Genome position specific priors for genomic prediction
1 Centre for Quantitative Genetics and Genomics, Department of Molecular Biology and Genetics, Faculty of Science and Technology, Aarhus University, Tjele, 8830, Denmark
2 Biosciences Research Division, Department of Primary Industries Victoria, Bundoora, 3083, Australia
3 Land and Food Resources, University of Melbourne, Parkville, 3072, Australia
4 Dairy Futures Cooperative Research Centre, Bundoora, Victoria, 3083, Australia
5 La Trobe University, Bundoora, Victoria, 3086, Australia
BMC Genomics 2012, 13:543 doi:10.1186/1471-2164-13-543Published: 10 October 2012
The accuracy of genomic prediction is highly dependent on the size of the reference population. For small populations, including information from other populations could improve this accuracy. The usual strategy is to pool data from different populations; however, this has not proven as successful as hoped for with distantly related breeds. BayesRS is a novel approach to share information across populations for genomic predictions. The approach allows information to be captured even where the phase of SNP alleles and casuative mutation alleles are reversed across populations, or the actual casuative mutation is different between the populations but affects the same gene. Proportions of a four-distribution mixture for SNP effects in segments of fixed size along the genome are derived from one population and set as location specific prior proportions of distributions of SNP effects for the target population. The model was tested using dairy cattle populations of different breeds: 540 Australian Jersey bulls, 2297 Australian Holstein bulls and 5214 Nordic Holstein bulls. The traits studied were protein-, fat- and milk yield. Genotypic data was Illumina 777K SNPs, real or imputed.

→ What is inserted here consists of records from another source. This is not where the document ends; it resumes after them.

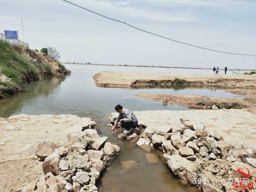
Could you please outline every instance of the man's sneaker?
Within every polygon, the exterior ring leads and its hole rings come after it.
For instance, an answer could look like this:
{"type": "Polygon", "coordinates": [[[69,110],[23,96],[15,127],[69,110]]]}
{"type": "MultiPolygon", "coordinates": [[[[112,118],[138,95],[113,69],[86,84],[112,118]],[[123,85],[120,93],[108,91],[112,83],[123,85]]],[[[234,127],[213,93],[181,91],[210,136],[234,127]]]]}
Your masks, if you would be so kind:
{"type": "Polygon", "coordinates": [[[126,129],[124,129],[124,133],[126,134],[127,134],[127,133],[130,133],[131,131],[132,131],[132,129],[130,129],[130,130],[127,130],[126,129]]]}

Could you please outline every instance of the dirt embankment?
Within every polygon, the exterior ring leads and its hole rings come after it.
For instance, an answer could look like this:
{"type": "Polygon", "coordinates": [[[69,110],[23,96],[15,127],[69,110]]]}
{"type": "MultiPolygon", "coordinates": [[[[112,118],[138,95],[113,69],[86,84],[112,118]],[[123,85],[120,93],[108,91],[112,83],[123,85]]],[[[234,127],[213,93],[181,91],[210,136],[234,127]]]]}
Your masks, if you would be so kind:
{"type": "Polygon", "coordinates": [[[101,72],[93,77],[102,87],[131,87],[150,85],[190,85],[254,87],[256,75],[214,75],[163,73],[101,72]]]}
{"type": "Polygon", "coordinates": [[[43,76],[70,73],[46,54],[0,41],[0,98],[22,92],[22,85],[43,76]]]}
{"type": "Polygon", "coordinates": [[[256,97],[255,96],[225,98],[194,95],[153,94],[142,94],[135,96],[144,99],[162,101],[164,104],[168,103],[191,109],[243,109],[256,113],[256,97]],[[214,105],[217,108],[214,108],[214,105]]]}

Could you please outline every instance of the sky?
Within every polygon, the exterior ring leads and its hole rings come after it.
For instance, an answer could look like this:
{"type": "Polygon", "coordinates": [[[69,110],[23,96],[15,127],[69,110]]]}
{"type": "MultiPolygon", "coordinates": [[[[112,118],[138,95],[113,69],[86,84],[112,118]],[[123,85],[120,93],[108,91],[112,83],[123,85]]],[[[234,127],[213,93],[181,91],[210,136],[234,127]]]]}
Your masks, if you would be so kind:
{"type": "MultiPolygon", "coordinates": [[[[158,34],[256,55],[255,0],[70,0],[158,34]]],[[[61,62],[256,69],[256,58],[218,53],[137,30],[62,0],[0,0],[0,32],[18,30],[31,49],[52,47],[61,62]]]]}

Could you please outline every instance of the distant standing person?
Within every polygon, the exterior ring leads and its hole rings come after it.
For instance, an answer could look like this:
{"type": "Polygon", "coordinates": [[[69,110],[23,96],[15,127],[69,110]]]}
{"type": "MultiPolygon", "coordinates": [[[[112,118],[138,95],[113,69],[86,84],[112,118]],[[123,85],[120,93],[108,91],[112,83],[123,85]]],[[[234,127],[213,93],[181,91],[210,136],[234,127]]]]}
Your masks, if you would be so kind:
{"type": "Polygon", "coordinates": [[[216,71],[216,68],[215,68],[215,67],[213,68],[213,73],[215,74],[215,71],[216,71]]]}
{"type": "Polygon", "coordinates": [[[218,73],[219,73],[219,67],[217,68],[217,69],[216,69],[216,74],[218,74],[218,73]]]}

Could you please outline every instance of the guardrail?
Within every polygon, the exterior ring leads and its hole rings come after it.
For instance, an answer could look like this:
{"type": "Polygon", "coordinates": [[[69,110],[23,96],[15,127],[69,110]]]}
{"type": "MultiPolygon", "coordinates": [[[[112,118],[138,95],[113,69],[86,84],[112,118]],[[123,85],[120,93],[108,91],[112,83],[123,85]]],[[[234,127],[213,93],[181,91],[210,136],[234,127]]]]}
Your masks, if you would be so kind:
{"type": "Polygon", "coordinates": [[[27,48],[28,48],[28,43],[23,42],[21,41],[14,39],[12,37],[7,36],[2,33],[0,34],[0,40],[1,40],[4,41],[9,42],[11,44],[14,45],[23,45],[27,48]]]}

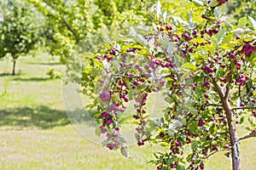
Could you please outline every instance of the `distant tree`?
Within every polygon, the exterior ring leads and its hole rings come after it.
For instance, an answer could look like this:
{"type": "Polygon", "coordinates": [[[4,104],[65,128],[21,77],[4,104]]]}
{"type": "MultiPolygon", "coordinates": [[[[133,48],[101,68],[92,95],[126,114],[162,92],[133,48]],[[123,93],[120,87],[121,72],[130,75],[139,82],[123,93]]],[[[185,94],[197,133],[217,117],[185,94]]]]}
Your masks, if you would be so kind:
{"type": "Polygon", "coordinates": [[[1,2],[3,20],[0,21],[0,58],[10,54],[15,75],[16,60],[28,54],[38,41],[35,8],[21,1],[1,2]]]}

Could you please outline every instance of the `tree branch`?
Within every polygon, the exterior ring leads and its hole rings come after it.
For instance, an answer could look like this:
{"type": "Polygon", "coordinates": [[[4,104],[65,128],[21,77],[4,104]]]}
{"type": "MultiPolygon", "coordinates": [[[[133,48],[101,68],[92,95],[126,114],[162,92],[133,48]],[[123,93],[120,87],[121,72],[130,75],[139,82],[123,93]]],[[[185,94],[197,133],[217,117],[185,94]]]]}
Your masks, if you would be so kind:
{"type": "Polygon", "coordinates": [[[77,33],[71,28],[71,26],[67,24],[67,22],[61,15],[61,19],[63,21],[64,25],[67,26],[67,30],[69,30],[72,32],[72,34],[76,39],[76,42],[78,43],[79,42],[79,37],[78,37],[77,33]]]}
{"type": "Polygon", "coordinates": [[[231,109],[231,110],[246,110],[246,109],[248,109],[248,110],[251,110],[251,109],[255,109],[256,110],[256,107],[253,107],[253,106],[247,106],[247,107],[233,107],[231,109]]]}
{"type": "Polygon", "coordinates": [[[227,99],[229,97],[229,94],[230,94],[230,87],[226,87],[226,92],[225,92],[225,96],[224,98],[224,99],[227,99]]]}
{"type": "Polygon", "coordinates": [[[241,137],[238,139],[238,141],[240,140],[243,140],[243,139],[247,139],[248,138],[255,138],[256,137],[256,133],[250,133],[250,134],[247,134],[246,136],[243,136],[243,137],[241,137]]]}
{"type": "Polygon", "coordinates": [[[219,94],[219,97],[221,98],[221,100],[224,100],[224,95],[220,87],[218,85],[218,83],[217,83],[217,82],[214,78],[212,78],[212,83],[213,83],[214,88],[216,89],[216,91],[219,94]]]}
{"type": "Polygon", "coordinates": [[[226,54],[223,55],[223,57],[226,57],[227,55],[230,54],[231,53],[236,51],[239,48],[241,48],[241,45],[237,46],[236,48],[235,48],[232,51],[230,51],[229,53],[227,53],[226,54]]]}
{"type": "Polygon", "coordinates": [[[211,156],[212,156],[212,155],[214,155],[214,154],[216,154],[216,153],[219,152],[219,151],[223,151],[223,150],[230,150],[230,148],[224,148],[224,149],[220,149],[220,150],[215,150],[215,151],[210,153],[208,156],[203,157],[203,158],[201,159],[201,161],[200,162],[200,163],[198,163],[198,165],[195,166],[195,167],[193,168],[193,170],[197,169],[198,167],[199,167],[199,166],[200,166],[206,159],[208,159],[211,156]]]}

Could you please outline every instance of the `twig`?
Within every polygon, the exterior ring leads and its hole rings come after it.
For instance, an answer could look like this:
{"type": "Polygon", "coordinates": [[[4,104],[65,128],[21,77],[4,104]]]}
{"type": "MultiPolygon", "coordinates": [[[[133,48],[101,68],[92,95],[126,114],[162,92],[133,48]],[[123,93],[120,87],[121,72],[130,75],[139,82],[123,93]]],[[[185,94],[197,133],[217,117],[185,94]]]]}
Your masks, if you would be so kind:
{"type": "Polygon", "coordinates": [[[243,137],[241,137],[238,139],[238,141],[240,140],[243,140],[243,139],[248,139],[248,138],[255,138],[256,137],[256,133],[250,133],[250,134],[247,134],[246,136],[243,136],[243,137]]]}
{"type": "Polygon", "coordinates": [[[221,100],[223,100],[224,99],[224,95],[220,87],[218,85],[218,83],[217,83],[217,82],[214,78],[212,78],[212,83],[213,83],[214,88],[216,89],[216,91],[219,94],[219,97],[221,98],[221,100]]]}
{"type": "Polygon", "coordinates": [[[231,53],[233,53],[233,52],[235,52],[235,51],[236,51],[239,48],[241,48],[241,45],[240,45],[240,46],[237,46],[236,48],[235,48],[232,51],[230,51],[229,53],[227,53],[227,54],[224,54],[223,55],[223,57],[225,57],[225,56],[227,56],[227,55],[229,55],[229,54],[230,54],[231,53]]]}
{"type": "Polygon", "coordinates": [[[216,150],[216,151],[213,151],[213,152],[210,153],[208,156],[205,156],[204,158],[202,158],[201,161],[200,162],[200,163],[198,163],[198,165],[195,166],[193,169],[194,169],[194,170],[197,169],[197,168],[198,168],[198,166],[199,166],[200,164],[201,164],[206,159],[208,159],[211,156],[212,156],[212,155],[214,155],[214,154],[216,154],[216,153],[219,152],[219,151],[223,151],[223,150],[229,150],[229,149],[230,149],[230,148],[224,148],[224,149],[220,149],[220,150],[216,150]]]}
{"type": "Polygon", "coordinates": [[[208,104],[207,106],[223,106],[222,104],[208,104]]]}

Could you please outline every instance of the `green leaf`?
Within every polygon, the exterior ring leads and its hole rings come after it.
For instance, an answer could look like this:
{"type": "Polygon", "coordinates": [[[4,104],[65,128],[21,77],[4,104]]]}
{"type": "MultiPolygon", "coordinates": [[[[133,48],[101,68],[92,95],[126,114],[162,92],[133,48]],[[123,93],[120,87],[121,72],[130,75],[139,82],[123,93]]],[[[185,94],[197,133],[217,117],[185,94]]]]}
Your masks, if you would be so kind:
{"type": "Polygon", "coordinates": [[[194,3],[194,4],[195,4],[196,7],[203,6],[203,5],[204,5],[203,2],[201,1],[201,0],[192,0],[192,2],[194,3]]]}
{"type": "Polygon", "coordinates": [[[247,18],[246,16],[241,18],[238,21],[237,27],[238,28],[244,28],[247,24],[247,18]]]}
{"type": "Polygon", "coordinates": [[[218,4],[218,2],[217,0],[212,0],[210,3],[211,7],[215,7],[218,4]]]}
{"type": "Polygon", "coordinates": [[[217,133],[217,127],[214,123],[210,127],[210,133],[212,135],[216,134],[217,133]]]}
{"type": "Polygon", "coordinates": [[[95,129],[95,134],[96,135],[96,136],[101,136],[101,134],[102,134],[102,131],[101,131],[101,128],[100,128],[100,126],[97,126],[96,128],[96,129],[95,129]]]}
{"type": "Polygon", "coordinates": [[[192,63],[184,63],[181,65],[182,69],[189,69],[189,70],[193,70],[195,71],[196,70],[196,66],[194,65],[192,63]]]}
{"type": "Polygon", "coordinates": [[[194,140],[194,141],[192,142],[192,144],[191,144],[191,149],[192,149],[192,150],[196,150],[196,148],[197,148],[197,141],[196,141],[196,140],[194,140]]]}
{"type": "Polygon", "coordinates": [[[195,133],[197,130],[197,127],[198,127],[198,122],[196,121],[195,121],[190,127],[190,133],[195,133]]]}
{"type": "Polygon", "coordinates": [[[121,151],[121,154],[122,154],[125,157],[126,157],[126,158],[129,158],[129,157],[130,157],[130,154],[129,154],[129,152],[128,152],[128,150],[127,150],[127,147],[126,147],[126,146],[122,146],[120,151],[121,151]]]}
{"type": "Polygon", "coordinates": [[[253,19],[250,16],[248,17],[248,24],[251,27],[253,27],[254,30],[256,30],[256,21],[254,20],[254,19],[253,19]]]}
{"type": "Polygon", "coordinates": [[[177,165],[176,167],[177,170],[185,170],[185,167],[183,165],[177,165]]]}

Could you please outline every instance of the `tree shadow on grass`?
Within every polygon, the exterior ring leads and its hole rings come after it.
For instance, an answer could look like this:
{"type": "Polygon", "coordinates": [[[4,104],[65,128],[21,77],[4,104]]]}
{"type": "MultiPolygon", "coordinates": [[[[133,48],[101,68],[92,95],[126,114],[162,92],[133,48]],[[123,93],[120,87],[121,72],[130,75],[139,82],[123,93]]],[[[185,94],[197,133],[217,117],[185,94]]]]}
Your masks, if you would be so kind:
{"type": "Polygon", "coordinates": [[[27,62],[29,65],[63,65],[61,62],[49,62],[49,63],[40,63],[40,62],[27,62]]]}
{"type": "Polygon", "coordinates": [[[0,110],[0,128],[32,128],[42,129],[65,126],[73,122],[73,120],[95,126],[93,120],[95,111],[86,112],[84,110],[75,110],[68,112],[66,110],[54,110],[48,106],[23,107],[0,110]],[[70,117],[72,116],[72,117],[70,117]],[[70,120],[71,118],[71,120],[70,120]]]}
{"type": "Polygon", "coordinates": [[[43,81],[49,81],[52,80],[49,77],[30,77],[30,78],[14,78],[14,81],[20,81],[20,82],[43,82],[43,81]]]}

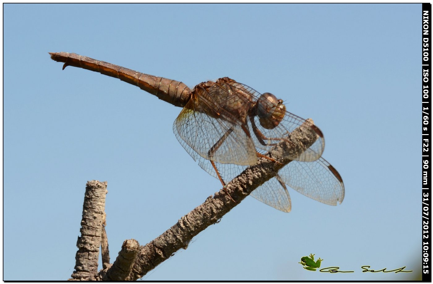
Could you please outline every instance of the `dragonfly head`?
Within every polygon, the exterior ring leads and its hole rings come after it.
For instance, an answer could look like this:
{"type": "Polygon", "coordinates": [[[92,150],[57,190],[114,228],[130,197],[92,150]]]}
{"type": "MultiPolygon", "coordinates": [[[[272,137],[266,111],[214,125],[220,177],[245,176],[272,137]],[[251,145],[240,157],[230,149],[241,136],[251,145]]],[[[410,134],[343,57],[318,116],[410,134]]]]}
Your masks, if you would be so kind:
{"type": "Polygon", "coordinates": [[[280,124],[286,113],[286,106],[282,100],[270,93],[263,94],[257,101],[257,115],[260,125],[266,129],[273,129],[280,124]]]}

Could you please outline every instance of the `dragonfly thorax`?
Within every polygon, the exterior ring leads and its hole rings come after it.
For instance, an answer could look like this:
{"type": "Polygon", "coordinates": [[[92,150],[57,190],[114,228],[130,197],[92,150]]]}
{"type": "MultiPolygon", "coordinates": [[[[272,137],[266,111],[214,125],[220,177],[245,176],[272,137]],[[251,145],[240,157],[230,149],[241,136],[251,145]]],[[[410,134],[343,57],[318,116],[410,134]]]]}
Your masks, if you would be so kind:
{"type": "Polygon", "coordinates": [[[257,101],[257,115],[260,125],[266,129],[273,129],[280,124],[286,113],[282,100],[270,93],[263,94],[257,101]]]}

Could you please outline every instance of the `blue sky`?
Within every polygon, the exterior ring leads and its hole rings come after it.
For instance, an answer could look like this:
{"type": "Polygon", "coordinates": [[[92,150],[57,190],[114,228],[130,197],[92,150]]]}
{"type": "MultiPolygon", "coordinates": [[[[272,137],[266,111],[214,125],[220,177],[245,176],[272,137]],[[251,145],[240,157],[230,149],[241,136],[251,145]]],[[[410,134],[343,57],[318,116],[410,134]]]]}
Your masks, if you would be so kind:
{"type": "Polygon", "coordinates": [[[112,262],[125,239],[145,245],[221,188],[173,134],[180,108],[62,71],[48,53],[62,51],[191,87],[227,76],[272,93],[314,120],[344,182],[336,207],[290,188],[290,213],[249,197],[144,280],[420,276],[421,4],[3,9],[4,280],[70,277],[88,180],[108,183],[112,262]],[[310,253],[355,272],[304,269],[310,253]]]}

Results showed an increase in accuracy of up to 3.5% for the Jersey population when using BayesRS with a prior derived from Australian Holstein compared to a model without location specific priors. The increase in accuracy was however lower than was achieved when reference populations were combined to estimate SNP effects, except in the case of fat yield. The small size of the Jersey validation set meant that these improvements in accuracy were not significant using a Hotelling-Williams t-test at the 5% level. An increase in accuracy of 1-2% for all traits was observed in the Australian Holstein population when using a prior derived from the Nordic Holstein population compared to using no prior information. These improvements were significant (P<0.05) using the Hotelling Williams t-test for protein- and fat yield.
For some traits the method might be advantageous compared to pooling of reference data for distantly related populations, but further investigation is needed to confirm the results. For closely related populations the method does not perform better than pooling reference data. However, it does give an increased accuracy compared to analysis based on only one reference population, without an increased computational burden. The approach described here provides a general setup for inclusion of location specific priors: the approach could be used to include biological information in genomic predictions.